Portland Public Schools saw its one-year dropout rate increase from 11.8 to 13.1. Administrators attribute most of that to the increase in dropouts among roughly 3,500 students enrolled in alternative schools. The dropout rate for Portland's alternative schools climbed from 25 percent to 35 percent.
"We are raising expectations, and some kids are having a more difficult time," said Chet Edwards, coordinator of alternative education for Portland schools.
Statewide, students were more likely to quit at age 16 and 17, often after a long slide of absences that left them so far behind they would need years to make up course credits.
School officials surveyed about 5,000 dropouts when they left school, and the No. 1 reason they cited for leaving was a lack of course credits.
Other common reasons, according to students, were lack of support from parents, jobs that kept them busy more than 15 hours a week, dysfunctional homes and alcohol and drug abuse. A total of 628 students, 533 of them girls, said they quit school because they had children.

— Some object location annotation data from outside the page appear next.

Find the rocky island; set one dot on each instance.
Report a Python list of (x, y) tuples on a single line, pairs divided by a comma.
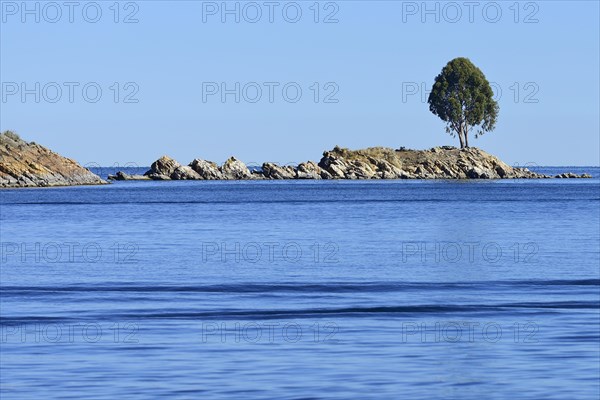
[(27, 164), (373, 163), (24, 164)]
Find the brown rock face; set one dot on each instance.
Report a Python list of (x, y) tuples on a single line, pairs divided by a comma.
[(24, 164)]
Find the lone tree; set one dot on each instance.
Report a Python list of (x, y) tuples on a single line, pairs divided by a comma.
[(463, 98)]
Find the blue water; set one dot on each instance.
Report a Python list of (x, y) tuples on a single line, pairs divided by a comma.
[(302, 290)]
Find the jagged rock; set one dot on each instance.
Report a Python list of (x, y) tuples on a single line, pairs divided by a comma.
[(570, 175), (438, 163), (122, 176), (444, 162), (274, 171), (310, 170), (185, 173), (235, 169), (161, 168), (206, 169), (24, 164)]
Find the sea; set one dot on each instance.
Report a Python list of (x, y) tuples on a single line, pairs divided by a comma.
[(400, 289)]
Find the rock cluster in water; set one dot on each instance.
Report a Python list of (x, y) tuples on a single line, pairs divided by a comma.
[(24, 164), (373, 163)]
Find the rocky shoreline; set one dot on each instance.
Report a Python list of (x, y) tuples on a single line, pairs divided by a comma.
[(27, 164), (373, 163)]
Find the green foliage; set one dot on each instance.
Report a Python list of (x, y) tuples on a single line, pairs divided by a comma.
[(11, 135), (463, 98)]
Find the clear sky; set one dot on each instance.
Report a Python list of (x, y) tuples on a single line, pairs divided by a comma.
[(370, 60)]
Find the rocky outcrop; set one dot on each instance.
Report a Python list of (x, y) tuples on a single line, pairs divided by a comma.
[(310, 170), (570, 175), (235, 169), (122, 176), (274, 171), (445, 162), (206, 169), (437, 163), (24, 164)]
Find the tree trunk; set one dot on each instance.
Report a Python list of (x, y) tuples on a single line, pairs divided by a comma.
[(460, 132)]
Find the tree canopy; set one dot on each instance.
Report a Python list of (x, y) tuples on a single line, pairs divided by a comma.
[(463, 98)]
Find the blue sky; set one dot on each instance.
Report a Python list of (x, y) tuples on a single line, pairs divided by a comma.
[(370, 68)]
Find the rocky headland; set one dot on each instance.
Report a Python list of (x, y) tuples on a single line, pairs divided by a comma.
[(24, 164), (373, 163)]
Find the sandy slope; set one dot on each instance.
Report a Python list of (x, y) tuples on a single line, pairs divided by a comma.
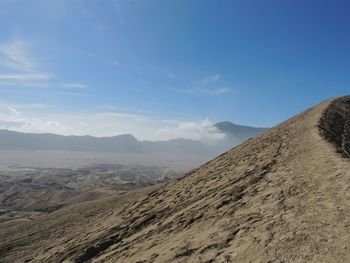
[(282, 197)]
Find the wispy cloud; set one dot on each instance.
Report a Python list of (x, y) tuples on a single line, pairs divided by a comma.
[(75, 85), (104, 123), (25, 76), (14, 55), (212, 85), (19, 68), (119, 12), (210, 79)]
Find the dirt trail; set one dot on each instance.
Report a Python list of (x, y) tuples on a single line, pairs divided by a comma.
[(281, 197)]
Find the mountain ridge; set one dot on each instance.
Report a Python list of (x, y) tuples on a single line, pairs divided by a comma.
[(119, 143), (280, 197)]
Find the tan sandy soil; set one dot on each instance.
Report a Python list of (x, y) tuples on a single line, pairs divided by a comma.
[(281, 197)]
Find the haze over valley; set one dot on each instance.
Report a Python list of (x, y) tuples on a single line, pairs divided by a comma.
[(174, 131)]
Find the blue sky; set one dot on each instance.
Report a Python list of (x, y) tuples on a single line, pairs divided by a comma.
[(163, 69)]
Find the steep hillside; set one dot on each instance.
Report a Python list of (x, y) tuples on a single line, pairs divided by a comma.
[(281, 197), (238, 132)]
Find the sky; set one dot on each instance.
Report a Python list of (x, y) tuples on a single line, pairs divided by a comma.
[(163, 69)]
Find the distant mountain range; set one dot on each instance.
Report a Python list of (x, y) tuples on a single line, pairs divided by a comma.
[(127, 143)]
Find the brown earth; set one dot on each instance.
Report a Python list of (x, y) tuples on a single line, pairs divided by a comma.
[(281, 197)]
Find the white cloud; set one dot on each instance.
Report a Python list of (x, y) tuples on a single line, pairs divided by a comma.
[(15, 55), (206, 91), (209, 86), (104, 124), (25, 76), (119, 11), (202, 131), (21, 69), (210, 79), (75, 85)]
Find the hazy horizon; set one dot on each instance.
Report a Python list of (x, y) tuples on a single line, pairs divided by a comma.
[(167, 69)]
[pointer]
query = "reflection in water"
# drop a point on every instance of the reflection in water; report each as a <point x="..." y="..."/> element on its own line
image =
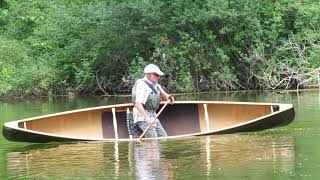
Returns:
<point x="219" y="157"/>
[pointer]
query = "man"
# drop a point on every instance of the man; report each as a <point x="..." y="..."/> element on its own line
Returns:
<point x="146" y="95"/>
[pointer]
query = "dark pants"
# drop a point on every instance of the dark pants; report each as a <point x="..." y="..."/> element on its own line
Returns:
<point x="154" y="131"/>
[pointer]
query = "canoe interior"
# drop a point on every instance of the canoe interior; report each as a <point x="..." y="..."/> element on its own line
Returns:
<point x="177" y="119"/>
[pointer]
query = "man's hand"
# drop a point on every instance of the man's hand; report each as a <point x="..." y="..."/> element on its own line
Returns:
<point x="171" y="99"/>
<point x="150" y="119"/>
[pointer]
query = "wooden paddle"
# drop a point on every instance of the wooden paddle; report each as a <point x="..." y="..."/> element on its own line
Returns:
<point x="154" y="120"/>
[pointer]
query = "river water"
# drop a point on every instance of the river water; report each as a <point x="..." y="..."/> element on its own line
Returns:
<point x="290" y="152"/>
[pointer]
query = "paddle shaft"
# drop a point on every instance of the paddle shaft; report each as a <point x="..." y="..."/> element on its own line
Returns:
<point x="155" y="119"/>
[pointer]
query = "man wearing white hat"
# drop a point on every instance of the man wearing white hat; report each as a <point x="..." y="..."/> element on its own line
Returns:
<point x="146" y="96"/>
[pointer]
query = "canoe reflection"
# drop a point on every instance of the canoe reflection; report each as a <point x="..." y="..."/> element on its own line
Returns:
<point x="206" y="156"/>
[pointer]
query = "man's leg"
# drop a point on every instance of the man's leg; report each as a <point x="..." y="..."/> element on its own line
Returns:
<point x="151" y="131"/>
<point x="159" y="129"/>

Frequent moving from school to school also increases the chances of teens quitting school. One in four dropouts last year had been enrolled less than a year in the schools he or she quit.
The U.S. Department of Education differs from Oregon in the way it calculates dropout rates, making it impossible to compare Oregon to other states.
A complete report on Oregon's high school dropout rate is available at the Oregon Department of Education Web site, www.ode.state.or.us.